All’indomani del voto in Spagna, per Mariano Rajoy si presenta una situazione analoga a quella che dovette affrontare Pier Luigi Bersani dopo la vittoria risicata alle elezioni politiche del 2013. Così come il Pd non aveva conquistato alle urne una maggioranza e si trovava al bivio fra Forza Italia e M5S, così il Partito Popolare spagnolo si ritrova costretto alla mediazione per cercare di formare un governo.
Con il mandato esplorativo del Colle, Bersani si prese sei lunghe giornate di trattative e consultazioni – compreso il famoso vertice in streaming con i 5 Stelle – nel tentativo di trovare un’intesa con il Movimento di Beppe Grillo, che evitasse il ricorso alle temutissime larghe intese con il centrodestra guidato da Silvio Berlusconi.
Fallì e fu poi il suo secondo, Enrico Letta, ad assumersi l’onere di governare con Forza Italia, sostenuto dalla regia di Giorgio Napolitano al Quirinale.
In Spagna il Partito popolare del premier uscente Mariano Rajoy ha raccolto il 28,72% dei voti alle elezioni generali, arrivando a 123 seggi su un totale di 350. Secondi i socialisti del Psoe, con il 22,01% e 90 seggi, terzo Podemos guidato da Pablo Iglesias, con il 20,66% e 69 deputati. Quarto Ciudadanos, con il 13,93% e 40 deputati.
Rajoy si ritrova con una gamma ristretta di possibilità , tutte di difficile realizzazione.
Il Pp ha 123 seggi ed è ben lontano da quota 176, asticella a cui è fissata la maggioranza assoluta della camera bassa in Spagna.
Numeri alla mano, nessun partito può governare da solo.
Le distanze maturate in campagna elettorale mettono tanto il premier uscente quanto il re Felipe VI in una situazione alquanto complessa: dal 15 gennaio, data di insediamento dei nuovi parlamentari, il sovrano di Spagna inizierà le consultazioni coi partiti, indicherà un nome nella speranza che il “Congreso” approvi a maggioranza assoluta la scelta.
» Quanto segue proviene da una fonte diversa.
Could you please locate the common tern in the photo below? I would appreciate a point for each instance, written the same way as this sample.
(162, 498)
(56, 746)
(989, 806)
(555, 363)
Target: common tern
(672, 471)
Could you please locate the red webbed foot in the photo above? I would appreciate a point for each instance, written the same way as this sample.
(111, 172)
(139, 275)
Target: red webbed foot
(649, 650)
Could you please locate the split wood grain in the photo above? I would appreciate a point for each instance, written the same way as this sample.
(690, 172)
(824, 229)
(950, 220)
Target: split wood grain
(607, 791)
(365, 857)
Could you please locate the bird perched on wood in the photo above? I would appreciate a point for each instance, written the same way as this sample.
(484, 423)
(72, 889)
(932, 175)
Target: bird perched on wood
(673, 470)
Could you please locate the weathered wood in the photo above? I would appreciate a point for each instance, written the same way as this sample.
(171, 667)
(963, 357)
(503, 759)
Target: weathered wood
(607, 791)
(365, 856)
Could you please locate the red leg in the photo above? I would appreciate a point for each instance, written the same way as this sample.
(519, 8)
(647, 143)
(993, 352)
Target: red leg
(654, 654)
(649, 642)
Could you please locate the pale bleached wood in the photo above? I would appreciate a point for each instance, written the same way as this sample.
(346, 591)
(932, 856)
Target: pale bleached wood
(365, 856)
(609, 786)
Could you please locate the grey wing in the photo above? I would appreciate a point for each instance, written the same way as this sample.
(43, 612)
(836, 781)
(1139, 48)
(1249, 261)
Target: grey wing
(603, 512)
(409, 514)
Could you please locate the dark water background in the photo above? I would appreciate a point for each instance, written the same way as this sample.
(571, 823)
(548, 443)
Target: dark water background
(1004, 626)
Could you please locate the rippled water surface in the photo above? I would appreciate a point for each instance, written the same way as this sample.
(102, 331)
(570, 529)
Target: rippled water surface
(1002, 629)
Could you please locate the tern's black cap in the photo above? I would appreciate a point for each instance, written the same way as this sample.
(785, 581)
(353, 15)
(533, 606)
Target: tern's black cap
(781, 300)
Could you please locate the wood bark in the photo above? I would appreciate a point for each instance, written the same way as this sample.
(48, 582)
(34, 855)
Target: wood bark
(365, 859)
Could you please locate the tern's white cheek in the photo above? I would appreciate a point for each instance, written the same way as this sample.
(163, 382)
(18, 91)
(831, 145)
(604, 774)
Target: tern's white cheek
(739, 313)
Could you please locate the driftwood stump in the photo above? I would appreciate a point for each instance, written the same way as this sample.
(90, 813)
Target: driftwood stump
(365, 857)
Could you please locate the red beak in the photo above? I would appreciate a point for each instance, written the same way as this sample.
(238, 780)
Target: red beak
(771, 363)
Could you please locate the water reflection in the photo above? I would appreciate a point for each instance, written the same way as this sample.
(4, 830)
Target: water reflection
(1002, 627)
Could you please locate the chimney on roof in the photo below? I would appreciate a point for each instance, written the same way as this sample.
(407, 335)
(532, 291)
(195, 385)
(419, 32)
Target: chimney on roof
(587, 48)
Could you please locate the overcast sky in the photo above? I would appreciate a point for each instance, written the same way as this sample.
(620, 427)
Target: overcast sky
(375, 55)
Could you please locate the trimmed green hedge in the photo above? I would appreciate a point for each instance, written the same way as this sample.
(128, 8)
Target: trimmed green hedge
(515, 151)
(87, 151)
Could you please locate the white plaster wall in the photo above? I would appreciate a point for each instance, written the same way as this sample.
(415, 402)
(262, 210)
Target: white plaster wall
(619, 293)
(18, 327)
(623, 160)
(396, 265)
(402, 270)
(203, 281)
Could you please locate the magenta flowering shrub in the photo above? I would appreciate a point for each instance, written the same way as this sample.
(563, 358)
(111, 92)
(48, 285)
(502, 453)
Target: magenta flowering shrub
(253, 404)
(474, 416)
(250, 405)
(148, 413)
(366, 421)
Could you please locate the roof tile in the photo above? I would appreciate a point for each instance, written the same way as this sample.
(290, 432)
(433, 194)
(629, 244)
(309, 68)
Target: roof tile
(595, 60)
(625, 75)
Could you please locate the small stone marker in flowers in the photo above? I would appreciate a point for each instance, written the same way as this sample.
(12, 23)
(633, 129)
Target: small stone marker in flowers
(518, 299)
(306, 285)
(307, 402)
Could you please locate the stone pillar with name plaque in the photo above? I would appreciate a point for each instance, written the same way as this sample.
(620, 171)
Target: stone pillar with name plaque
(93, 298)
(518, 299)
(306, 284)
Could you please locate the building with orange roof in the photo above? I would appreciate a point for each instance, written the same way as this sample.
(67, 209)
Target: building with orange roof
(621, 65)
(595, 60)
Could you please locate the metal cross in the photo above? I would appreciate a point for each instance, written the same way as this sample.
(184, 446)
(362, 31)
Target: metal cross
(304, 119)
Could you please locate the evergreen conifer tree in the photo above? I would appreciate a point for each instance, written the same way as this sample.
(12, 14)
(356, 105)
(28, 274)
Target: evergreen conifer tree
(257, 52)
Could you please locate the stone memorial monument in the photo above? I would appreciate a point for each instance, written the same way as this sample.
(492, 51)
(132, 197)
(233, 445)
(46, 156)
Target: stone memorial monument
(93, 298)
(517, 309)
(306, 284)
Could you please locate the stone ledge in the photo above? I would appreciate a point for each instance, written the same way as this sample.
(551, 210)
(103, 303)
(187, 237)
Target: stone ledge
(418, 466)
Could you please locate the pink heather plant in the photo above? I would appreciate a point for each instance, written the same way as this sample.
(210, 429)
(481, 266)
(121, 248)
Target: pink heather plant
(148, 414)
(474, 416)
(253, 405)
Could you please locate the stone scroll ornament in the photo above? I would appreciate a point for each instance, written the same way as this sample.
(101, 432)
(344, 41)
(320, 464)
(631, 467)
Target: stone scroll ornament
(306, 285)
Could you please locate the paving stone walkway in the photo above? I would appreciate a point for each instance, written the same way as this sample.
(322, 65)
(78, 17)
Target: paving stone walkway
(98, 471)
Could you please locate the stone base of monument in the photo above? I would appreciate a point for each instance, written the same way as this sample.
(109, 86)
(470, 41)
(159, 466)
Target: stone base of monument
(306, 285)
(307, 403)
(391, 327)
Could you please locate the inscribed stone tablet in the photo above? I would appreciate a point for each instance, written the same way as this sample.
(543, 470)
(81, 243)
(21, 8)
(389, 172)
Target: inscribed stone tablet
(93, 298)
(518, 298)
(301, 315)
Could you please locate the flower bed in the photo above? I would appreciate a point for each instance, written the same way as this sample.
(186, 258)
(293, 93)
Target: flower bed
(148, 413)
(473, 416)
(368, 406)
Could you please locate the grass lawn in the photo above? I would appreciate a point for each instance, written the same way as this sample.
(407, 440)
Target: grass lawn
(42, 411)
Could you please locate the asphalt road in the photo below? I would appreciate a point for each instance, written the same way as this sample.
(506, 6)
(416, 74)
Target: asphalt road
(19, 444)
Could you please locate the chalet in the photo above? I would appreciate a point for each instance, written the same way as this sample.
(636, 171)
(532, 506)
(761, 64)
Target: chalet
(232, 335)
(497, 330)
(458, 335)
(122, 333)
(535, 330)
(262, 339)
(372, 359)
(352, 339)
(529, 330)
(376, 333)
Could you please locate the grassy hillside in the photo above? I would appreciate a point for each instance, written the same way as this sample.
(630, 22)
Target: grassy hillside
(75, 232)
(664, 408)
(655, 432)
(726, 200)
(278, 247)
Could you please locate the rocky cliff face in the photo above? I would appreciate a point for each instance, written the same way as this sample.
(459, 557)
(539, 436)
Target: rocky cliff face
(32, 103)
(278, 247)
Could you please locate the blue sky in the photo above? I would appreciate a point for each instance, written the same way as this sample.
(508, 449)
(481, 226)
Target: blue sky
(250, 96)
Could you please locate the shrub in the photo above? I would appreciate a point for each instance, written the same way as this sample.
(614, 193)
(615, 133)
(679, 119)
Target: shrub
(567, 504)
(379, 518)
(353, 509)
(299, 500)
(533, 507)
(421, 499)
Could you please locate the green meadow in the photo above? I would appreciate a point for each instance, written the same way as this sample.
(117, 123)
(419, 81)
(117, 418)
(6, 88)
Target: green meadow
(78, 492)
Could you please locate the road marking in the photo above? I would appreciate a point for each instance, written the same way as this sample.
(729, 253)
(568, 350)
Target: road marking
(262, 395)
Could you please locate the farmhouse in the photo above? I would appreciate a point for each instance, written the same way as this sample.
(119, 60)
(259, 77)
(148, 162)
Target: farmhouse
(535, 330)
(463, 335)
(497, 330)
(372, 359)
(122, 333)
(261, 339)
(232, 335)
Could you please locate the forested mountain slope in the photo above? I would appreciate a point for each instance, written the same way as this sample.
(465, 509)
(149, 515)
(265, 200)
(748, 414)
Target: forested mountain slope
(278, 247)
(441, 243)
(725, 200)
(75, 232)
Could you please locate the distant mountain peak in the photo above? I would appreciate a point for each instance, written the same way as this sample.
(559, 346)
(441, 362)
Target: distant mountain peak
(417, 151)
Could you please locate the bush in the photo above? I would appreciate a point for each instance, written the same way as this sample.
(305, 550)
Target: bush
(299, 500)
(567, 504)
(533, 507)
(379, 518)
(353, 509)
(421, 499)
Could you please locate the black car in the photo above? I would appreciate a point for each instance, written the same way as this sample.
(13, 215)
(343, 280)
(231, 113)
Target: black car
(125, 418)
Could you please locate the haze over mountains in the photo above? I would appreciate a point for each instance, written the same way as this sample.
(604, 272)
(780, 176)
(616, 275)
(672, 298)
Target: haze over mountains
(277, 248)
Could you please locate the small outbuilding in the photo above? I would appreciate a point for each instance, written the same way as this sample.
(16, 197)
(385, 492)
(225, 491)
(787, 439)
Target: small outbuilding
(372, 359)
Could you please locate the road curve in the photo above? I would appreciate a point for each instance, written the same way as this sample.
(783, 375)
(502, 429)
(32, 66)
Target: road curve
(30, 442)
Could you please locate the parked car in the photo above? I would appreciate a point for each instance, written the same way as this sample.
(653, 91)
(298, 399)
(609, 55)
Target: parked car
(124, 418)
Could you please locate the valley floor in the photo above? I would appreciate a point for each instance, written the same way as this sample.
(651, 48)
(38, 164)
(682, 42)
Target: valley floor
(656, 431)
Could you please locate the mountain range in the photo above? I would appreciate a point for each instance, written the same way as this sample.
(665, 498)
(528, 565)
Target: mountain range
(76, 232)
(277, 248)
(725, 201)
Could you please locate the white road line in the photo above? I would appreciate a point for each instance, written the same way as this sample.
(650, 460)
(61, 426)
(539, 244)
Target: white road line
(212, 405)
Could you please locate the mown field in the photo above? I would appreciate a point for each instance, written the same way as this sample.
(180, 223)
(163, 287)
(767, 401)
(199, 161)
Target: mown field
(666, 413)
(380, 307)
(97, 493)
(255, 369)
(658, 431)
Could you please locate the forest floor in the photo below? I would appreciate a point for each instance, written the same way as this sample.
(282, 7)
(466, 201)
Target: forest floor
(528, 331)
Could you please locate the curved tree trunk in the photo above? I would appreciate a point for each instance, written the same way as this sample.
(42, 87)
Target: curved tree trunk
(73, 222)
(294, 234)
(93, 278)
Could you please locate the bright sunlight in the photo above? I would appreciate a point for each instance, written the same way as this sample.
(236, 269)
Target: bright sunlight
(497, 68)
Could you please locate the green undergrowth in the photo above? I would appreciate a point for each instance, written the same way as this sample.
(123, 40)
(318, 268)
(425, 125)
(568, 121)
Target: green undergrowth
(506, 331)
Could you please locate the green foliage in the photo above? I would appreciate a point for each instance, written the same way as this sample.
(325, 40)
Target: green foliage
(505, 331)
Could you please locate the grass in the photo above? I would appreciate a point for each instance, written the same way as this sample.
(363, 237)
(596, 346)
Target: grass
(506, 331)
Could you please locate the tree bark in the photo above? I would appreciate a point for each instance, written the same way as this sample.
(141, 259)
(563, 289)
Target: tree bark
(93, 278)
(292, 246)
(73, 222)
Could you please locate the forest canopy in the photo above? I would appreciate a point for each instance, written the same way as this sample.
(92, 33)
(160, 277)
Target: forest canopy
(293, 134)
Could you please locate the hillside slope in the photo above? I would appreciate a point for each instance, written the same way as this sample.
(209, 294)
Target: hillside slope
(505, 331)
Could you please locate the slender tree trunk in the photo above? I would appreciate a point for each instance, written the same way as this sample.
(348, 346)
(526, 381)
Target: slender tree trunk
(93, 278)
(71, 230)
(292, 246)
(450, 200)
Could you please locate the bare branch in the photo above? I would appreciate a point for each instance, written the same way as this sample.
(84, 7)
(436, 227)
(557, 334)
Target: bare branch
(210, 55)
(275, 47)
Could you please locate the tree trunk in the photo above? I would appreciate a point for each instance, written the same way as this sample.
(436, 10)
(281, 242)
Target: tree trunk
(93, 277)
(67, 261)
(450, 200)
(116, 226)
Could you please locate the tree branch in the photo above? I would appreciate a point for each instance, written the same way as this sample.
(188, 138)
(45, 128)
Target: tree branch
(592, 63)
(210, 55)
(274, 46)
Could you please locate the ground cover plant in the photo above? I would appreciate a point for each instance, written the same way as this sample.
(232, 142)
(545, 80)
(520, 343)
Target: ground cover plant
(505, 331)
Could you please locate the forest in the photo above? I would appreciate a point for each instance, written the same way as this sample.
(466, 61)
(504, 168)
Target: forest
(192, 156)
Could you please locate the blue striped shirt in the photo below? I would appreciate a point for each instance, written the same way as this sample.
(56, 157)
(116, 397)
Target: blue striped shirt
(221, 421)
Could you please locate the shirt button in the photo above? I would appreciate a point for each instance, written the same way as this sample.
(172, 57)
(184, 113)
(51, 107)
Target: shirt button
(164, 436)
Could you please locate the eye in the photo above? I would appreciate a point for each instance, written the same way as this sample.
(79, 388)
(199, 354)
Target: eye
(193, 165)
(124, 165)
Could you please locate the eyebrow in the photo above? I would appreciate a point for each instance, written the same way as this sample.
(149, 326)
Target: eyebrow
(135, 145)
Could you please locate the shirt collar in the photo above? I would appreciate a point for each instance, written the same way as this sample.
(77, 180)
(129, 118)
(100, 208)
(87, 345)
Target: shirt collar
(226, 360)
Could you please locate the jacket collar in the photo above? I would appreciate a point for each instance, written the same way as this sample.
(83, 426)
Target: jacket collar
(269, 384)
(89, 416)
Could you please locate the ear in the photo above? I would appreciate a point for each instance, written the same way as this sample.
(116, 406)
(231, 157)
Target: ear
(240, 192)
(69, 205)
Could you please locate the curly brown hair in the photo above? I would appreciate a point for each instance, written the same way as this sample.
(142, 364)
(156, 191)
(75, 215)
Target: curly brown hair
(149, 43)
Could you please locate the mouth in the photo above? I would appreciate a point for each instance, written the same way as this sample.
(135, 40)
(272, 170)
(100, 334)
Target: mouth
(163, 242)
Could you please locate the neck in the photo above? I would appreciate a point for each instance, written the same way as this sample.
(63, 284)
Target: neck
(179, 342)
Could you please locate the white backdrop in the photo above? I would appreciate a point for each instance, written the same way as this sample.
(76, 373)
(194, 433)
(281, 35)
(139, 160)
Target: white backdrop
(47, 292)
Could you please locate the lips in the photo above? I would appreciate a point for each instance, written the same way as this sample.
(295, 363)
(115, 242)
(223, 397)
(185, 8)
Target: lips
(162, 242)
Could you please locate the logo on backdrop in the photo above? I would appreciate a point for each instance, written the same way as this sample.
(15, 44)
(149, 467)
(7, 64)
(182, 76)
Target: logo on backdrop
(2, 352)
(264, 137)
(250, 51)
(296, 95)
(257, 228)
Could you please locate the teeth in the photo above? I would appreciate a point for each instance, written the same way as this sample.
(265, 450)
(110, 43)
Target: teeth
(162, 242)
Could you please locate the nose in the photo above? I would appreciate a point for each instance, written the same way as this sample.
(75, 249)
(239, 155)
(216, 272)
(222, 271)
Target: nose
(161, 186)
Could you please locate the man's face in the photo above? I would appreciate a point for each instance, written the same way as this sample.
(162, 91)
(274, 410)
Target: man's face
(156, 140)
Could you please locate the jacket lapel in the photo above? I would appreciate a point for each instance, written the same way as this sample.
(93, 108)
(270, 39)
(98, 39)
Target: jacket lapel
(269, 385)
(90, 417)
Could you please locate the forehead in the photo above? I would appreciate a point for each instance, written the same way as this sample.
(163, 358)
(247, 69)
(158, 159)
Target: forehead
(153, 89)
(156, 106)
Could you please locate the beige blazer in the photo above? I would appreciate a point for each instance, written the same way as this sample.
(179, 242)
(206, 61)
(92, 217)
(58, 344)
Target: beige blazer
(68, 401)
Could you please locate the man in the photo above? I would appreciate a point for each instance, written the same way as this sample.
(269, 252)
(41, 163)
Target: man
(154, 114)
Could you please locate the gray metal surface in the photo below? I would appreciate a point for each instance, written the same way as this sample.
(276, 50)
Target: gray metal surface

Se fallisce, 48 ore dopo, il candidato presidente del governo può passare con la maggioranza semplice, altrimenti, tempo due mesi e si torna alle urne.
Le ipotetiche coalizione di centrodestra Pp-Ciudadanos o di centrosinistra Psoe-Podemos supererebbero rispettivamente 163 e 159 deputati.
Per riuscire a ottenere l’investitura sarebbe necessario l’appoggio di deputati dei partiti nazionalisti, catalani o baschi, che diventerebbero un problematico ago della bilancia e farebbero pagare a caro prezzo il loro voto.
Oltretutto il rapporto fra Rajoy e il presidente secessionista catalano Artur Mas è logorato dalle recenti polemiche.
Per Felipe VI la prima vera prova politica da affrontare.
L’unica soluzione che consentirebbe alla Spagna di avere una maggioranza solida sarebbe una intesa tra i popolari e i socialisti.
Le dichiarazioni dell’immediato dopo-voto lasciano intendere che questa sarà la stretta via che Rajoy proverà a percorrere.
“Lo ribadisco, chi vince le elezioni deve cercare di formare il governo. Cercherò di formare un governo stabile, di cui la Spagna ha bisogno”, quindi “cercherò accordi, dialogherò ma nell’interesse del Paese” ha detto il leader del Pp, spiegando che “la Spagna ha bisogno di stabilità , sicurezza, certezza e fiducia”.
Anche il leader socialista Pedro Sanchez non ha avuto parole di chiusura: “bisogna avviare il dialogo. La democrazia vuol dire dialogo e trovare accordi e il Psoe vuole dialogare e dibattere, per il bene del Paese”, e quindi “dico agli spagnoli che cercheremo di formare un governo”.
Uno “scenario italiano”, scrive la testata iberica El Pais, “ma con il grave problema che non ci sono gli italiani a gestirlo”.